Her immersion with her work is too much – too much, in fact, that when I wrap my arms around her, she doesn’t even move until I kiss her cheek, arms tensing and body stiffening in silent shock until she recognizes that it’s me. At that, she relaxes. I smell the coffee – much stronger, more caffeine than milk and sugar and creamer. The vodka isn’t so prevalent, but I could detect it in the way her fingers twitched, high on caffeine and alcohol.

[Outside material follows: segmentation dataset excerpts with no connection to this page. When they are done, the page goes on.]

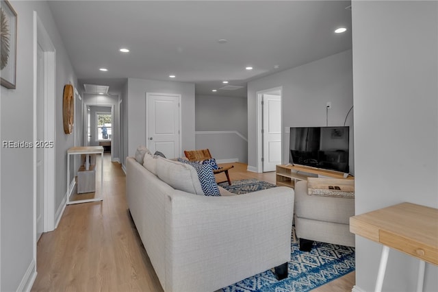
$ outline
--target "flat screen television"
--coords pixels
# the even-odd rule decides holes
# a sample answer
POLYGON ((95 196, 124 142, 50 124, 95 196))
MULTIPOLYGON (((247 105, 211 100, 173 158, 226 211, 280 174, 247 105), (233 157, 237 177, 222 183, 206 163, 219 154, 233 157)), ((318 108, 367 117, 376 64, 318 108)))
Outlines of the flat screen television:
POLYGON ((290 128, 289 162, 348 173, 349 127, 290 128))

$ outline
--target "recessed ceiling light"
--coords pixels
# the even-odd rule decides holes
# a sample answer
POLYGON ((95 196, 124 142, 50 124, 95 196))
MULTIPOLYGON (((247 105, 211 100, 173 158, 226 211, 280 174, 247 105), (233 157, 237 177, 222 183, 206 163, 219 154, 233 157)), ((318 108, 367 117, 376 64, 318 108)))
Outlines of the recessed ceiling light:
POLYGON ((347 29, 345 28, 345 27, 339 27, 337 29, 336 29, 335 31, 335 32, 337 33, 337 34, 341 34, 342 32, 345 32, 346 30, 347 30, 347 29))

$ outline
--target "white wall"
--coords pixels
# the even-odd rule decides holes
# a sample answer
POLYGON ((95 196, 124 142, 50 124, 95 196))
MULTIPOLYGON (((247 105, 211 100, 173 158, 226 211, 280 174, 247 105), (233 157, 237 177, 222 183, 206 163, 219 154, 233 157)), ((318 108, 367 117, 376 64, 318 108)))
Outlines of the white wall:
MULTIPOLYGON (((311 63, 272 74, 248 83, 248 165, 258 169, 257 158, 257 93, 283 86, 282 151, 289 161, 289 134, 285 127, 326 125, 326 105, 331 101, 328 125, 343 125, 352 106, 352 51, 346 51, 311 63)), ((354 173, 352 113, 350 126, 350 169, 354 173)))
MULTIPOLYGON (((438 208, 438 2, 352 1, 356 213, 438 208)), ((356 285, 372 291, 382 246, 356 237, 356 285)), ((391 250, 383 290, 415 290, 418 260, 391 250)), ((426 264, 425 291, 438 291, 426 264)))
POLYGON ((196 95, 195 128, 195 149, 209 149, 218 160, 247 162, 246 97, 196 95))
MULTIPOLYGON (((55 100, 55 211, 65 199, 66 151, 74 145, 74 135, 64 133, 64 86, 76 86, 77 79, 61 38, 45 1, 11 1, 18 14, 16 89, 1 88, 0 136, 3 141, 33 143, 34 11, 49 33, 56 49, 55 100)), ((25 288, 34 273, 33 149, 3 148, 0 189, 0 291, 25 288), (27 274, 26 272, 30 272, 27 274), (26 277, 28 277, 26 278, 26 277)))
MULTIPOLYGON (((182 149, 195 147, 194 84, 142 79, 128 79, 128 155, 133 156, 139 145, 146 145, 146 93, 172 93, 181 95, 182 149)), ((127 98, 126 98, 127 97, 127 98)), ((183 156, 181 151, 180 156, 183 156)), ((123 161, 126 157, 123 158, 123 161)))
POLYGON ((120 93, 120 99, 122 100, 122 152, 121 162, 122 167, 126 170, 125 160, 128 156, 128 82, 127 82, 123 87, 123 90, 120 93))

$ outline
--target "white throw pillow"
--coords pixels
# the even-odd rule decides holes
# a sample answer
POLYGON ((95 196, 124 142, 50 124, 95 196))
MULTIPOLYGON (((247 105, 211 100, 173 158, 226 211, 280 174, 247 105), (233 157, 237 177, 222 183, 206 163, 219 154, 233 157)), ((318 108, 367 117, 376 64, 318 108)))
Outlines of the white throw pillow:
POLYGON ((157 157, 157 176, 173 188, 196 195, 204 195, 198 173, 192 166, 157 157))
POLYGON ((136 151, 136 160, 137 160, 137 162, 140 165, 143 165, 143 158, 144 157, 144 154, 146 153, 151 154, 151 151, 146 147, 146 146, 138 146, 137 147, 137 151, 136 151))
POLYGON ((145 169, 157 175, 157 158, 149 153, 146 153, 143 158, 143 166, 145 169))

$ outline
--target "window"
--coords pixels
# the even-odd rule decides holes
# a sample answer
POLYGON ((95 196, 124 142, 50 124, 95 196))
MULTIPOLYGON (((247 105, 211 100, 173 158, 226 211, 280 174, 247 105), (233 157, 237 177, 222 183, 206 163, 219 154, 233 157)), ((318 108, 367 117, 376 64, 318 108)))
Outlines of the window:
POLYGON ((96 124, 98 140, 111 140, 112 136, 111 114, 96 112, 96 124))

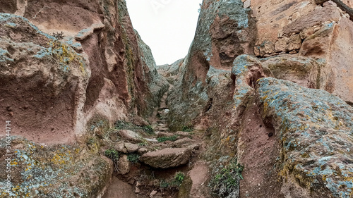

She doesn’t speak. Neither do I. I just close my eyes and she doesn’t move her fingers, not daring to type another word or sentence or anything else. We stay there, her an ideal image of her profession and me just doing what I had to do. It was unsettling. She occasionally forgot that she was human, that she had needs and needed to fulfill them. When she forgot, she turned into a machine. And when she remembered, she had a hard time transitioning back to human.

Sleepless nights.



“I’m exhausted.”

She almost makes no sound. But our closeness, my face to her neck and nearly her jaw makes me hear her pitch perfect. At pulling away, it feels like pulling away from a doll. She doesn’t move, limbs falling to her sides and refusing to close her eyes in fear of drifting far, far away.

“Please sleep.”

No reply.

“I’ll do it for you.”

“Can’t.” her eyes struggle now, I pull a chair and sit next to her, “I have to finish all of this soon. It’s…urgent,” her last word catches on a yawn and she attempts to type, her hands shaking over in a ghost-like manner and attempting, trying to do what she can. Minutes pass. She repeats this cycle, convincing and trying and failing until she can barely even lift her hands up to the keyboard and press a single button.
Enough.

I save her file and exit, then turn off her laptop. She doesn’t even protest. When I lift her in my arms after rising from the chair, no color comes to her cheeks. When I carry and bring, she doesn’t bury her head into my chest like she always does. It’s pure exhaustion and tension, the caffeine slipping away, alcohol turning her thoughts hazier and dimmer to the brink of slipping and sliding from reality.

When her body touches the mattress, she reacts and curls up. The thin, slender frame which is her merely curls like a child and her eyes are shut, the bags under them obvious and her hair strewn, almost carelessly tied and untied as she typed and did her work. Taking the blanket, I gently and slowly cover her with it, making her make a soft noise and wrap her arms around a nearby pillow. The image is almost endearing to a fault.

I fix her belongings. Put the papers into the right folders, alphabetize them and leave them in two neat stacks. Tuck the pictures back into where they belong and keep them together with her paper clips. Red for crime scenes, green for belongings, blue for associates. I know this because I’ve seen her fuss over them for so long, and now, they were previously just scattered like petals. She likes her things neat, and I do that for her. Wash the dishes and throw out the stale coffee. Put the vodka back where it belongs (never by the coffee, God forbid) and come back to see her deeply asleep.

The clock reads 7:32AM, and the sky is littered with flecks of grey.

She looks peaceful – instead of her worrisome and short-tempered manner.

In her peace, she clings tightly to a pillow and mumbles something in her slumber.

It’s enough to make me climb back in with her.